Similar to a study conducted by Aniagolu et al. [27], there was no significant difference in vitamin E levels between the HAART-exposed and HAART-naïve HIV-infected population although, higher levels were seen among the HAART-exposed population. Therefore, larger studies may be needed to strengthen the finding in the index study.

Conclusion

Contrary to the finding of lower serum vitamin E levels demonstrated in earlier studies [11], children with HIV can have higher serum vitamin E levels compared to HIV-negative children.

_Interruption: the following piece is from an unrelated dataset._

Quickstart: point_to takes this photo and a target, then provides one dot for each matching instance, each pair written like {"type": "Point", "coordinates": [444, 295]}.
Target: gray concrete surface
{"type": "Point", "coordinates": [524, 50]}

However, further studies may be needed to study reasons for this including the role of alpha tocopherol transfer protein in HIV and any effect it may have on tissue levels of vitamin E in these children including any overall health impact as this may affect HIV management. In addition, a positive correlation between vitamin E and immune status of the HIV-infected children was found while the HAART-exposed children had higher vitamin E levels compared to the HAART-naïve children.